In the Dark (9 p.m. Thursday, April 4, CW). From the creator of CBS’s Fam, this new drama stars Perry Mattfeld (Shameless) as a hard-living blind woman who sets out to solve the murder of a friend — but first she has to convince the police he’s dead.
Killing Eve (8 p.m. Sunday, April 7, BBC America). Sandra Oh and Jodie Comer made a splash last year as each played both hunter and prey in a globe-trotting spy story that became deeply personal, as Oh’s MI6 agent and Comer’s psycho assassin got way too close to comfort. This season’s said to pick up only seconds after the first season’s finale, so if you missed it, there’s still time to head to Hulu to catch up.
Fosse/Verdon (10 p.m. Tuesday, April 9, FX). Limited series based on the biography Fosse tells the story of the relationship and collaboration of filmmaker and choreographer Bob Fosse (Sam Rockwell) and legendary Broadway dancer Gwen Verdon (Michelle Williams). Producers include Hamilton’s Lin-Manuel Miranda and Thomas Kail, Joel Fields (The Americans), and Steven Levenson (Dear Evan Hansen).
Game of Thrones (9 p.m. Sunday, April 14, HBO). What we know: There are only six episodes left in the series, and they may run longer than an hour each. What we don’t: Who wins the Iron Throne, or whether achieving such an uncomfortable seat can even be called winning. What we’re hoping for: dragons and direwolves.
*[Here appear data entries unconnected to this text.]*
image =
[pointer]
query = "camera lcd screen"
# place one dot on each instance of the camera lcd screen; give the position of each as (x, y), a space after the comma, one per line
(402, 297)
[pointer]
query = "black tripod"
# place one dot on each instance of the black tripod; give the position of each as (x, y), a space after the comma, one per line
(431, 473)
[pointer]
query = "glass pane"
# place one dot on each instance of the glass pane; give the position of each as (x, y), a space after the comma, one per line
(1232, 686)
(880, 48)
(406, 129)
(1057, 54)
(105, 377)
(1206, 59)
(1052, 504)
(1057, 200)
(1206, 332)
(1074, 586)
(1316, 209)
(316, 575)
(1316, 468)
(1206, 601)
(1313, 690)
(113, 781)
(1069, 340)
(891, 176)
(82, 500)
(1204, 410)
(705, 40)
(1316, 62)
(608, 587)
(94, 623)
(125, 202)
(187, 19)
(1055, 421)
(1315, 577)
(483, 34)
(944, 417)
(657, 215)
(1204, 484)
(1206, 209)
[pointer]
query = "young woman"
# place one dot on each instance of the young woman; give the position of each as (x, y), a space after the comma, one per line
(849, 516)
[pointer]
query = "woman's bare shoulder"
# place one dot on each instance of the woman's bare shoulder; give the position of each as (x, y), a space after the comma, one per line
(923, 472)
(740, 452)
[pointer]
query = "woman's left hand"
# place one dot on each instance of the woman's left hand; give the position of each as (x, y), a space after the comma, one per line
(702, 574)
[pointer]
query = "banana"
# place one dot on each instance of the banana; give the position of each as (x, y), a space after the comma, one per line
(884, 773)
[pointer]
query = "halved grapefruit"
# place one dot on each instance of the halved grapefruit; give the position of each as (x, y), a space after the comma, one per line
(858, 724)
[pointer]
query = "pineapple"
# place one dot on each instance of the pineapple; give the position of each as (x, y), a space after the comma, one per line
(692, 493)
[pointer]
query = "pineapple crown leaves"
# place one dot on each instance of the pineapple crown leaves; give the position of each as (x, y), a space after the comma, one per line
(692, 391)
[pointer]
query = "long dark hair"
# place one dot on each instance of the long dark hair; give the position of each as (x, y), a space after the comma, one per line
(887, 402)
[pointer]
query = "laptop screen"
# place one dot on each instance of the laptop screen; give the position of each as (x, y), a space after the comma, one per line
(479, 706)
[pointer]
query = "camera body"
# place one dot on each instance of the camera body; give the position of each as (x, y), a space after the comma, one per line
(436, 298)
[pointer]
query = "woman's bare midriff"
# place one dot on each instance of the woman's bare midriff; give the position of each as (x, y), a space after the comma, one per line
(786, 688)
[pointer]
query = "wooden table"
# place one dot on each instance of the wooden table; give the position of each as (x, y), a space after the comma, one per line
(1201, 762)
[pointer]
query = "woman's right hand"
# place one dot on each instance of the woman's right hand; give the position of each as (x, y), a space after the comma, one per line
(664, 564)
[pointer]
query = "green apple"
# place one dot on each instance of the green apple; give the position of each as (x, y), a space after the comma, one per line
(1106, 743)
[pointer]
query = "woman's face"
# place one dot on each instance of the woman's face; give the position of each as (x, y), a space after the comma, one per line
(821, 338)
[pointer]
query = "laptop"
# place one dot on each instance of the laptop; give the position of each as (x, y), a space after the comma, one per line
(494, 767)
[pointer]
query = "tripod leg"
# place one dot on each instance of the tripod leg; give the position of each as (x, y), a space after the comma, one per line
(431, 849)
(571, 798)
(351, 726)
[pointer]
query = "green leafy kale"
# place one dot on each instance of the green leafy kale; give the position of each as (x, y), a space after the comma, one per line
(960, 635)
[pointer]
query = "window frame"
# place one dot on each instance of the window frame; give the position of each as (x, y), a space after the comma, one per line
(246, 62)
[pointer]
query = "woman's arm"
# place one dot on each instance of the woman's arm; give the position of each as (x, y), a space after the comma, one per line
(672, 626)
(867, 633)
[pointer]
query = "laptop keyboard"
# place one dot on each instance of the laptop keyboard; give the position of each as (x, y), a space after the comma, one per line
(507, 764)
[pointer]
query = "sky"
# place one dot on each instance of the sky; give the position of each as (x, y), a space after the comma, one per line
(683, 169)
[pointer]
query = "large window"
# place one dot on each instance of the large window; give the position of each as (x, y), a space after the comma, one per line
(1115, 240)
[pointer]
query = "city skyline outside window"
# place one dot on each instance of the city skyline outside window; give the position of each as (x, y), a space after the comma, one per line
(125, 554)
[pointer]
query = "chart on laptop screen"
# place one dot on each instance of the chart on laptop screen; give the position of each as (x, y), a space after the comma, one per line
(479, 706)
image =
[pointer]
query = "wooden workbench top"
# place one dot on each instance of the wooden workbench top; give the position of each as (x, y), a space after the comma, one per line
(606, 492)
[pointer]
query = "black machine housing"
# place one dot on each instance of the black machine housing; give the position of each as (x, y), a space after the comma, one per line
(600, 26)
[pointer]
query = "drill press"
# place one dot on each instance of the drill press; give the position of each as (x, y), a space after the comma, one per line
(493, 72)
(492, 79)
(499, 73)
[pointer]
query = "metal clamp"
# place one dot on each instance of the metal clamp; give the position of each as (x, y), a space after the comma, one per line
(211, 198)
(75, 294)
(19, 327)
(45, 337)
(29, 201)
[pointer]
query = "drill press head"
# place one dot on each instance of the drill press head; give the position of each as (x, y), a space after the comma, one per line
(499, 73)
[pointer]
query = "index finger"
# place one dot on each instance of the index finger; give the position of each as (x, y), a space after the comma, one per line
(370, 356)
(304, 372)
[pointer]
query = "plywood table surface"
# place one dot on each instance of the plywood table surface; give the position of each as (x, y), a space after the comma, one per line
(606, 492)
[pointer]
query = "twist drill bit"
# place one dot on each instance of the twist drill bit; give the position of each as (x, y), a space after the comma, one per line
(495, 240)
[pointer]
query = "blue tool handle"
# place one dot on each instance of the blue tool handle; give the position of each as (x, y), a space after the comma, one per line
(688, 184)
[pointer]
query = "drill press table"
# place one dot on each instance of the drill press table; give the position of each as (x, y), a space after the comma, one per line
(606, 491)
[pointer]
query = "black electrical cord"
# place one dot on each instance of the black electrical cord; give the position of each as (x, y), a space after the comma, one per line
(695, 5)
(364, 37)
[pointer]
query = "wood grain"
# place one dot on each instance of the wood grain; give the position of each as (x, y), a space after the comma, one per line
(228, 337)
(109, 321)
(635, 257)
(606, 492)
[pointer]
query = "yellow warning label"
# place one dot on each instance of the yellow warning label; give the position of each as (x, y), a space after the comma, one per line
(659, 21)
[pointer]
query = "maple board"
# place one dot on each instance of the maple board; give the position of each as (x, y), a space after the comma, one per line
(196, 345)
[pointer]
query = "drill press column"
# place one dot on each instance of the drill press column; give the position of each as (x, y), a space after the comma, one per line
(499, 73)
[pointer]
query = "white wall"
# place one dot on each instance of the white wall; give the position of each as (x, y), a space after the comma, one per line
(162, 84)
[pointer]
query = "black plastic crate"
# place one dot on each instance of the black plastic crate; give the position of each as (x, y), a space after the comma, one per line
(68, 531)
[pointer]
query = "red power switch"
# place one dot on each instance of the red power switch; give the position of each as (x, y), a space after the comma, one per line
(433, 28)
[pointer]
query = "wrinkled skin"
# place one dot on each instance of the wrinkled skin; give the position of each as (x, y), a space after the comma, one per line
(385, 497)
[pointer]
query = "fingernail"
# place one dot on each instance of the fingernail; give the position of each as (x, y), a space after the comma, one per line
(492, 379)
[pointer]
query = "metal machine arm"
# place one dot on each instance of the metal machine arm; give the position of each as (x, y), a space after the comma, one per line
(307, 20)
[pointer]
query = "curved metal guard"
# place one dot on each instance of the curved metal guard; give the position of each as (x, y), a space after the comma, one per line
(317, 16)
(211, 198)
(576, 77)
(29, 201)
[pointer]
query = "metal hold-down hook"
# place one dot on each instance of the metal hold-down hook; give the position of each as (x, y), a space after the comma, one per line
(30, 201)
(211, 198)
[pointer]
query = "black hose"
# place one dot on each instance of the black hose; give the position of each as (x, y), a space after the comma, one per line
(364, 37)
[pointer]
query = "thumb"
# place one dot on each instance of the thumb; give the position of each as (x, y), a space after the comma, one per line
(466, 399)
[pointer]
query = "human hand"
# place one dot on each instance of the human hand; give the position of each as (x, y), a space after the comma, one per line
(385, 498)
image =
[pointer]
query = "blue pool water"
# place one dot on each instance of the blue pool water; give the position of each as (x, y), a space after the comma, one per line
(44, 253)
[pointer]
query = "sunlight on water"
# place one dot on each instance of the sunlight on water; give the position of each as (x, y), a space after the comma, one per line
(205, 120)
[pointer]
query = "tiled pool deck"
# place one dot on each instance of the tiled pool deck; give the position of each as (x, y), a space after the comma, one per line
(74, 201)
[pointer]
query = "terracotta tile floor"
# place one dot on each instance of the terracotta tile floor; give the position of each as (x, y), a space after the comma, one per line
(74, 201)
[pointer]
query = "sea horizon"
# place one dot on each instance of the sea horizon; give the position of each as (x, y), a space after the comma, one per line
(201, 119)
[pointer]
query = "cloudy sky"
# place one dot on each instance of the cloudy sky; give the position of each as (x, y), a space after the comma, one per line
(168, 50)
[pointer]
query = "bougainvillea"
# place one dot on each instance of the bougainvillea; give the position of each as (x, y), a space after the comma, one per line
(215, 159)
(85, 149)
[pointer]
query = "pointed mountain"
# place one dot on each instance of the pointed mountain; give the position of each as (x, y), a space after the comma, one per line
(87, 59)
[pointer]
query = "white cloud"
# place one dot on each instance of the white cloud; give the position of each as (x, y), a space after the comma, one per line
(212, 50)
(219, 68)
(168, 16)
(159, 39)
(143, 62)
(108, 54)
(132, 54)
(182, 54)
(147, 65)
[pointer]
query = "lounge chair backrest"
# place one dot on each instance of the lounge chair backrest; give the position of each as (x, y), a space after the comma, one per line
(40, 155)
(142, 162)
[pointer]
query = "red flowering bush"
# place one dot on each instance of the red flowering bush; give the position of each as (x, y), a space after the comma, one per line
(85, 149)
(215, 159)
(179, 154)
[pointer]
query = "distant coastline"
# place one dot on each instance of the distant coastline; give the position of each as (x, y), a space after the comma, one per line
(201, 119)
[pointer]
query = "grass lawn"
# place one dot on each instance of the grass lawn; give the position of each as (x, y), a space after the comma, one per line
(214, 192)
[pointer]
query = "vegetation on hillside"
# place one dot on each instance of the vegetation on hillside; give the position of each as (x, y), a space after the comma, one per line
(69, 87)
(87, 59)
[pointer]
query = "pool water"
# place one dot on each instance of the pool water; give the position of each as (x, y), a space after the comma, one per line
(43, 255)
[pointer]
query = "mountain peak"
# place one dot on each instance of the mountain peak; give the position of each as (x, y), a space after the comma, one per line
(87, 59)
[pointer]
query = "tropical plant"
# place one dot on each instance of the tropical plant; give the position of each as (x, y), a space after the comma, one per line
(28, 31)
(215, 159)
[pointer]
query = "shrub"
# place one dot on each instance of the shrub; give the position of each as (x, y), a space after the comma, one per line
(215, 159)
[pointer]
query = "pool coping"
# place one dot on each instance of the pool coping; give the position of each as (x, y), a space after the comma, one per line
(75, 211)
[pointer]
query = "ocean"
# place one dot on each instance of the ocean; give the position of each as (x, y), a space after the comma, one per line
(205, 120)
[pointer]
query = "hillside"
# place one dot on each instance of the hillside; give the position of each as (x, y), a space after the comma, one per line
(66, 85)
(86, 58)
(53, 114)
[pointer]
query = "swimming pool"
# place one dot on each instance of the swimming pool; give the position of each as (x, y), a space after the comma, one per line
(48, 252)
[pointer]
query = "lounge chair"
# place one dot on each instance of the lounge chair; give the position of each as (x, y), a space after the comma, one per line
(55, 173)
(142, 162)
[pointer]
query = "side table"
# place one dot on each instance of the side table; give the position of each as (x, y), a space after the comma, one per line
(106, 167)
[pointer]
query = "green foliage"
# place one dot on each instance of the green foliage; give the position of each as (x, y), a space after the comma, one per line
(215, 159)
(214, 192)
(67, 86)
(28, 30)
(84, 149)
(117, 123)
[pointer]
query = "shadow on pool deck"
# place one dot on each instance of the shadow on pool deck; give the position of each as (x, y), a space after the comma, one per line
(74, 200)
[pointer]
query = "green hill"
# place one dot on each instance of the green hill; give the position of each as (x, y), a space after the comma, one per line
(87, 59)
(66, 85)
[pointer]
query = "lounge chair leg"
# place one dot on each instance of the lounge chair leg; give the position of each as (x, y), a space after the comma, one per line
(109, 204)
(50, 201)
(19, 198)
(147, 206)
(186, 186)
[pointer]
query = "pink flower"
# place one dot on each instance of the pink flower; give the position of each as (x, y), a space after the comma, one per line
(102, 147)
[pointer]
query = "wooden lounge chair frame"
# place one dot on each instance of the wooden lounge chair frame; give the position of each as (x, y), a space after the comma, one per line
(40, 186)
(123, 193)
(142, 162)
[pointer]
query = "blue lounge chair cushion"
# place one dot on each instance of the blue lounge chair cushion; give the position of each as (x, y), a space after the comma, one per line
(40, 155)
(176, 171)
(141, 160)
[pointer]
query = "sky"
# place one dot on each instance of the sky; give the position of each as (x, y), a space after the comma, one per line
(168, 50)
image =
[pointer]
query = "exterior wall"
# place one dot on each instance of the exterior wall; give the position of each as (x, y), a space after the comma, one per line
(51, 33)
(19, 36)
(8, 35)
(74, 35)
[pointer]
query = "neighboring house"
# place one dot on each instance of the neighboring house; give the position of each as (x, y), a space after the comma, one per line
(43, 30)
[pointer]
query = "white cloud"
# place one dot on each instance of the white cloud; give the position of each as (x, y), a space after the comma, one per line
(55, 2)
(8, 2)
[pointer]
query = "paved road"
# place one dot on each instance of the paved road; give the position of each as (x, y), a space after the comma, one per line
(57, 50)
Bless This Mess (9:30 p.m. Tuesday, April 16, ABC). New comedy stars Lake Bell (Boston Legal) and Dax Shepard (Parenthood) as newlyweds who ditch their jobs and move from New York City to Nebraska to become farmers, only to find — surprise! — that life in the heartland isn’t as simple as they’d thought. The title could come back to haunt whoever named it, but, hey, Green Acres ran for six seasons.